System Status

Status of PlayFab services and history of incidents

Operational
Partial Outage
Major Outage
API Connection Failures and Timeouts
Incident Report for PlayFab
Postmortem

At 2018-07-11T00:54 UTC, an engineer ran an automated job to re-route a title’s traffic from one cluster to another by updating DNS records.  Moving a title from one cluster to another is a routine job that includes specifying the title ID they are migrating into a form.  The engineer pasted an incorrect value into the job form, which resulted in the job updating the DNS records for the primary public API cluster to an incorrect destination.

This resulted in a majority of API calls failing because they were routed to the wrong cluster.  Within about two minutes the engineer noticed the drop-in request volume and started to investigate.  Shortly after that, a service health check detected the failure and paged the on-call engineer, who started to investigate.  The engineer identified the issue and deployed a fix in 7 minutes.
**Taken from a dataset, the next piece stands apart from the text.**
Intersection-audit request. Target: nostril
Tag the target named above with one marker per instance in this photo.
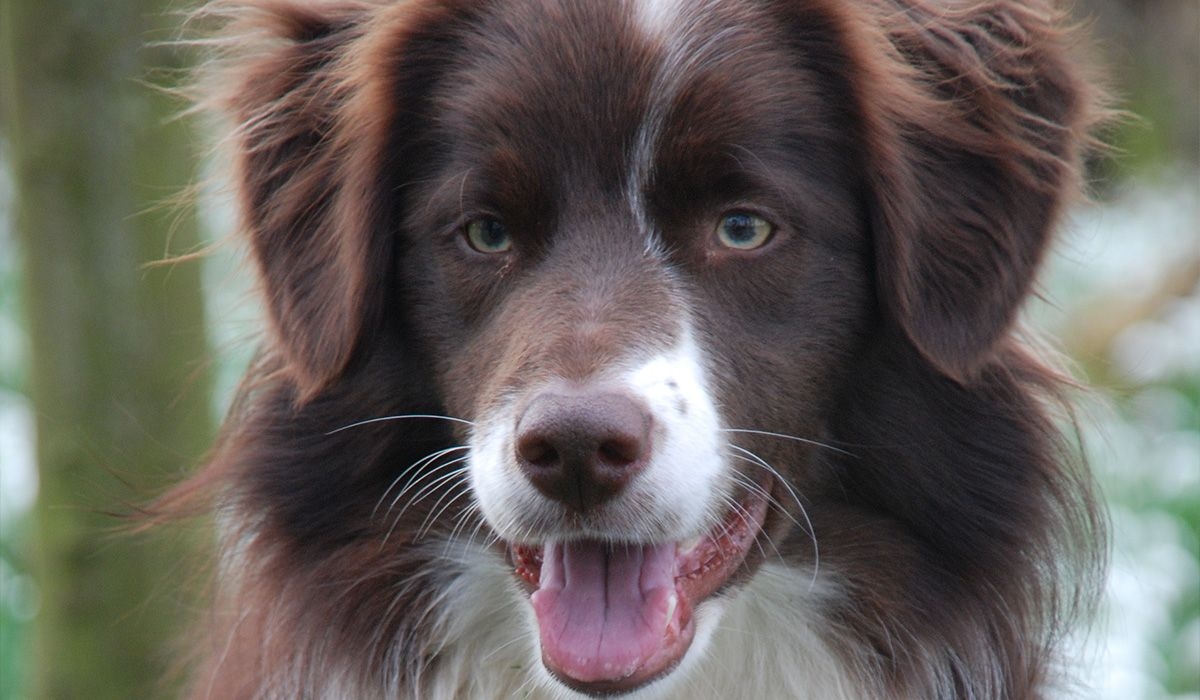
(537, 450)
(619, 452)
With the service working normally again we are focusing on making sure this issue won’t happen again and look for other similar issues that could potentially happen to prevent them in the first place.  We have already put the following fixes in place:

  • Add validation to the specific form such that only a valid title ID can be entered and ensure the main API service can’t be migrated using this automated job.
  • Reviewed our other automated deployment jobs to ensure that we have proper validation in place before the job runs.

Regards,

The PlayFab Team

Posted Sep 07, 2018 - 11:02 PDT

Resolved
This incident has been resolved.
Posted Jul 10, 2018 - 19:12 PDT
Update
We are continuing to monitor for any further issues.
Posted Jul 10, 2018 - 18:55 PDT
Monitoring
From approximately 17:54 to 18:05 there was a high rate of failures and timeouts connecting to the public API endpoint, due to a DNS routing error. The issue has been fixed, and connection error rates are returning to normal levels.
Posted Jul 10, 2018 - 18:54 PDT
This incident affected: API (Authentication, Content, Data, Events, Inventory, Matchmaking, Statistics and Leaderboards).